Por Micael Machado
A morte do cantor Chorão em março deste ano fez com que surgisse uma enorme expectativa para o disco de inéditas que o grupo Charlie Brown Jr. vinha preparando, e do qual a música "Meu Novo Mundo" havia ganhado as rádios poucos dias antes da tragédia que abateu a banda. Com lançamento previsto inicialmente para setembro, o mesmo precisou ser alterado para outubro após o suicídio do baixista Champignon poucos dias antes da data agendada, apesar de ter vazado na internet ainda naquele mês. O que se escuta na bolacha não é nenhuma ruptura com aquilo que o quinteto de Santos já havia feito em sua carreira, bem pelo contrário, pois muitas das características do grupo podem ser encontradas ao longo dos quase cinquenta minutos de duração de La Família 013.
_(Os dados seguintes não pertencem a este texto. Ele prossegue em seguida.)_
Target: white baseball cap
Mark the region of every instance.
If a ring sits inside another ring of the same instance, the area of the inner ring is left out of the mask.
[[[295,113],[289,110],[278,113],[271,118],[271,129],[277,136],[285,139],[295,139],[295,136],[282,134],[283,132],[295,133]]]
Já na faixa de abertura, temos "Um Dia a Gente se Encontra", aquele rock perfeito para servir de trilha de abertura da novelinha global Malhação. Também é assim "Cheia de Vida", um pouquinho mais pesada, e "Rock Star", que lembra muito as composições do primeiro disco (especialmente "O Côro Vai Comê", sendo talvez por isso uma das minhas favoritas no disco). Para agradar às fãs, as tradicionais baladinhas que não chegam a ser românticas também dizem presente, na forma de "Vou me Embriagar de Você", "Hoje Sou Eu que Não Mais te Quero" (um dos destaques, que mistura partes calmas a outras mais agitadas, e cujo riff inicial lembra "Tudo Mudar", de Nadando com os Tubarões, o terceiro lançamento do CBJr), e da citada "Meu Novo Mundo". O reggae, outro estilo que vez por outra aparece na discografia dos paulistas, também diz presente em "Fina Arte" e em "Vem Ser Minha", quase uma recriação de "Zóio de Lula", do segundo disco, Preço Curto... Prazo Longo. As poucas inovações, ainda que não se afastem muito das características de registros anteriores, aparecem no teclado de "Do Jeito que eu Gosto, do Jeito que Eu Quero" (outra música mais calma, apesar do refrão agitado), nas partes quase heavy metal de "Camisa Preta" (espécie de saudação aos fãs do grupo, com interessantes variações de andamento que a tornam uma das melhores do track list), nos toques de country dado pelo slide de "A Mais Linda do Bar" (que, sei lá por quê, me lembra muito "Bad Obsession", do Guns and Roses) e no arranjo de "Samba Triste", levado por violões e uma guitarra um pouco mais pesada que o normal em se tratando de Charlie Brown Jr, em uma semi-balada sem a participação da bateria.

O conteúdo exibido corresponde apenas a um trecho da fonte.